5.1 Front, Body, and Back Matter

Overall, texts are divided into front matter, the body, and back matter, tagged respectively front, body, and back. Front and back matter are distinct only by virtue of their location: they can contain exactly the same kinds of material. The overall structure of a typical book, for example, would be something like this:

 
<text>
<front> <!-- front matter here:  title
page, dedication, preface, etc. ... -->
</front>
<body>  <!-- main body of edition here ... -->
</body>
<back>  <!-- back matter here:  index,
bibliography, etc.... -->
</back>
</text>

5.2 Text Divisions

Within the body, or within the front and back matter, text may be subdivided into text divisions (parts, chapters, sections; act, scene; canto, stanza; etc.). For such divisions, the single element div should be used; subsections are tagged with nested div elements. The type attribute may be used to indicate that the division has a particular name or type; later divisions will take the same type value unless a different value is specified. Within a text division, paragraphs or paragraph-level elements (e.g. note, list) may occur.

 
<div type='Section' n=1>
<p>The eighteenth article of amendment
to the Constitution of the United States
is hereby repealed.</p></div>
<div n=2><p>The transportation or importation
into any State, Territory, or possession of
the United States for delivery or use
therein of intoxicating liquors, in
violation of the laws thereof, is hereby
prohibited.</p></div>
<div n=3><p>This article shall be inoperative
unless it shall have been ratified as an
amendment to the Constitution by conventions
in the several States, as provided in the
Constitution, within seven years from
the date of the submission hereof to the
States by the Congress.</p></div>

In cases where text divisions have no headings, or have only headings consisting of their type value and a number, no heading need be given, as shown above.
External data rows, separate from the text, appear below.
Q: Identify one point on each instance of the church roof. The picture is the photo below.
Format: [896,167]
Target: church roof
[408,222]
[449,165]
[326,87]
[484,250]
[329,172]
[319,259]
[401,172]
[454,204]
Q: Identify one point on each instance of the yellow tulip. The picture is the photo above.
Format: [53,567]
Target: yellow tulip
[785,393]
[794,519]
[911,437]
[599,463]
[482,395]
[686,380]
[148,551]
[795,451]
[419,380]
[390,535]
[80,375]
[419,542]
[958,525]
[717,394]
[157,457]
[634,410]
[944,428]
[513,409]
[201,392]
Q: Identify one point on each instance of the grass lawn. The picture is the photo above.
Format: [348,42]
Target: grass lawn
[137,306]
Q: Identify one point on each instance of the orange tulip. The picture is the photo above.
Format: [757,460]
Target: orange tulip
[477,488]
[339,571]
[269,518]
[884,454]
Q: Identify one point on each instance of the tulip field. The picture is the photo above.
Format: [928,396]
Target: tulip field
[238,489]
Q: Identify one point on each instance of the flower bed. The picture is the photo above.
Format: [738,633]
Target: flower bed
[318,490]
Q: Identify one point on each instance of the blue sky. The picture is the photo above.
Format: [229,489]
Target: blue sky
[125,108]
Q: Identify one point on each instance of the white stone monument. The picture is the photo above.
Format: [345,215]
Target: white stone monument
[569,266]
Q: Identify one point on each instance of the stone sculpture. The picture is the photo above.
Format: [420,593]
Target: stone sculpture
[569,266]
If desired, however, the heading may be given explicitly:

 
<div type='Section' n=1>
<head>Section 1.</head>
<p>The eighteenth article of amendment
to the Constitution of the United States
is hereby repealed.</p></div>
<div n=2><head>Section 2.</head>
<p>The transportation ...</p></div>
<div n=3><head>Section 3.</head>
<p>This article shall be inoperative
unless ...</p></div>

The headings in the preceding example are fixed text (the word Section followed by the value of the n attribute), which any moderately intelligent SGML software could generate mechanically. In general, document management is more convenient, and results are more consistent, if such material is not transcribed as part of the text, but is generated by software when the text is displayed or printed. Inconsistency in the source, of course, may be of interest, and if so it should be captured explicitly.
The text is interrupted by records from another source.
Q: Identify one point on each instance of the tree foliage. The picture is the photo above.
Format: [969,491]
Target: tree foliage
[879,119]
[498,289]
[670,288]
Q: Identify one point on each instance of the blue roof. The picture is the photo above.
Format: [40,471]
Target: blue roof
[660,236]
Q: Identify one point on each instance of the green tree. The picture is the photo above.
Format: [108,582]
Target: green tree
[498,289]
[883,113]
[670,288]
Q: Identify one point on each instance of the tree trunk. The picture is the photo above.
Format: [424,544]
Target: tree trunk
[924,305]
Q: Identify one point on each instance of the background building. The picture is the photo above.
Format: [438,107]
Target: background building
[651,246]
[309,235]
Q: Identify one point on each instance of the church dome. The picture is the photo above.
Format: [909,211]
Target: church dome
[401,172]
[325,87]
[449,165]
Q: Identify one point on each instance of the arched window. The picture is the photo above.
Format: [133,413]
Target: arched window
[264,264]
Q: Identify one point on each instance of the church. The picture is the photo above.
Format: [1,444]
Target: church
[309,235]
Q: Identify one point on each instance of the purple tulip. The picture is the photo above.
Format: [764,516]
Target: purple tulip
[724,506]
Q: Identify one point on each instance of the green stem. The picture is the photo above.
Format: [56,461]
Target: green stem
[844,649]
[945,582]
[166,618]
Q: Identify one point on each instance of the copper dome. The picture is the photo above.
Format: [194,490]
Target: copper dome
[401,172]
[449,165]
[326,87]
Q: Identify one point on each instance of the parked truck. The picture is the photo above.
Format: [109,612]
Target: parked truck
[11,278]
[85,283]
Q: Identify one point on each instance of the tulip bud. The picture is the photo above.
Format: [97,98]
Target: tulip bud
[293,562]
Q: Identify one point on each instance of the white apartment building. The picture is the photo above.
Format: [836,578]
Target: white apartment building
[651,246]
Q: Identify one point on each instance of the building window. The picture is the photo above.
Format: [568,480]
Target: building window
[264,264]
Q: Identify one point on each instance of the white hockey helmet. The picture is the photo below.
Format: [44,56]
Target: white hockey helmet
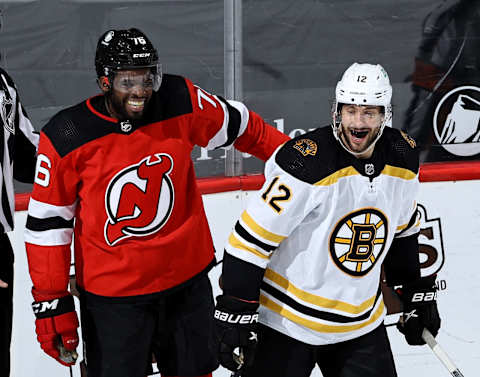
[363,84]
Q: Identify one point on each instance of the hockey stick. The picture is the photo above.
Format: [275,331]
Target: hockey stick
[440,353]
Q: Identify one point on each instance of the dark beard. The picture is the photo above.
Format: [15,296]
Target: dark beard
[118,108]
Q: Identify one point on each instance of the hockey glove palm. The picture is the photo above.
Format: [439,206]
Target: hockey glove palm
[56,326]
[419,310]
[235,332]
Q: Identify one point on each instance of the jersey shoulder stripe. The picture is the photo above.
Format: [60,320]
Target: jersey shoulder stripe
[313,156]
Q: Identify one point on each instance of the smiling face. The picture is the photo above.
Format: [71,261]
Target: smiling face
[359,128]
[130,93]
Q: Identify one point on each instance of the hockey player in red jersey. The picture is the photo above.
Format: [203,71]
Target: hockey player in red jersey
[305,257]
[115,171]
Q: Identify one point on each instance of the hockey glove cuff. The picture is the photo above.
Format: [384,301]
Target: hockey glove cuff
[56,327]
[419,310]
[235,332]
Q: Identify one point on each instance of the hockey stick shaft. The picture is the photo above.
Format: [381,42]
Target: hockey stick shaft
[441,354]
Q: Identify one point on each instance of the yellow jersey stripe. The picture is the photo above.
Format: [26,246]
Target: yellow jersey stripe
[315,325]
[390,170]
[237,244]
[262,232]
[317,300]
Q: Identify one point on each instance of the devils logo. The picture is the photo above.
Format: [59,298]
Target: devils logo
[139,199]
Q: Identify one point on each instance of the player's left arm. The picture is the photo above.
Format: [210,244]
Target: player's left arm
[418,294]
[220,123]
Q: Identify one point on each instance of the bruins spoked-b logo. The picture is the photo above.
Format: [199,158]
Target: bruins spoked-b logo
[139,199]
[358,240]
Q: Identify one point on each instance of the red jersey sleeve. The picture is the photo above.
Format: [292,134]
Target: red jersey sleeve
[217,122]
[49,227]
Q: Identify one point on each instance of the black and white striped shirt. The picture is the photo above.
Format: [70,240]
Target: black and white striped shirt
[18,148]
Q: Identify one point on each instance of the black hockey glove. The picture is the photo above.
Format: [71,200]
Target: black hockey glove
[419,310]
[235,332]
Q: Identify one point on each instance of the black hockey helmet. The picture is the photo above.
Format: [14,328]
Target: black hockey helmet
[126,49]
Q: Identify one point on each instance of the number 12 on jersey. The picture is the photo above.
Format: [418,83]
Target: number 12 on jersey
[276,193]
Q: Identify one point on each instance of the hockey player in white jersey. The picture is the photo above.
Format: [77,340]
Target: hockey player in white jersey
[305,256]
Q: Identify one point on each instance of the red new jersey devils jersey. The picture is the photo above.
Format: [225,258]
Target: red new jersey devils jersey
[126,191]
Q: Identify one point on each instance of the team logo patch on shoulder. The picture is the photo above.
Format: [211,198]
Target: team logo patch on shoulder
[408,139]
[306,147]
[358,240]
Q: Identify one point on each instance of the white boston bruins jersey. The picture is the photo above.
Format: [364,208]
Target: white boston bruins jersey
[321,226]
[The full TEI encoding scheme includes specialized elements for anthologies (texts containing other texts), epigraphs, datelines, bylines, salutations, signatures, and groups of headings, datelines, etc. at the beginning or ending of a text division.]

5.3 Title Pages

The TEI encoding scheme defines specialized tags for transcribing title pages, in order to ensure that processing software can easily locate and identify the author, title, and date of the document as given on its title page. The title page itself, and its major component parts, are illustrated in this example:

 
<titlePage>
<docTitle>
<titlePart type='main'>The Public Papers
and Addresses of
Franklin D. Roosevelt</titlePart>
<titlePart type='sub'>With a special introduction
and explanatory notes by
President Roosevelt</titlePart>
<titlePart type='vol number'>Volume Two</titlePart>
<titlePart type='vol title'>
The Year of Crisis
1933</titlePart>
</docTitle>
<docImprint>
  <publisher>Random House</publisher>
  <pubPlace>New York</pubPlace>
  <docDate>1938</docDate>
</docImprint>
</titlePage>

The titlePart element is used both for the different parts of the document title (as shown) and also for miscellaneous parts of the title page which are neither document title, nor document author, nor imprint information.

[In addition to the tags shown here, the full TEI scheme defines a docEdition element for tagging information like "second revised and expanded edition".]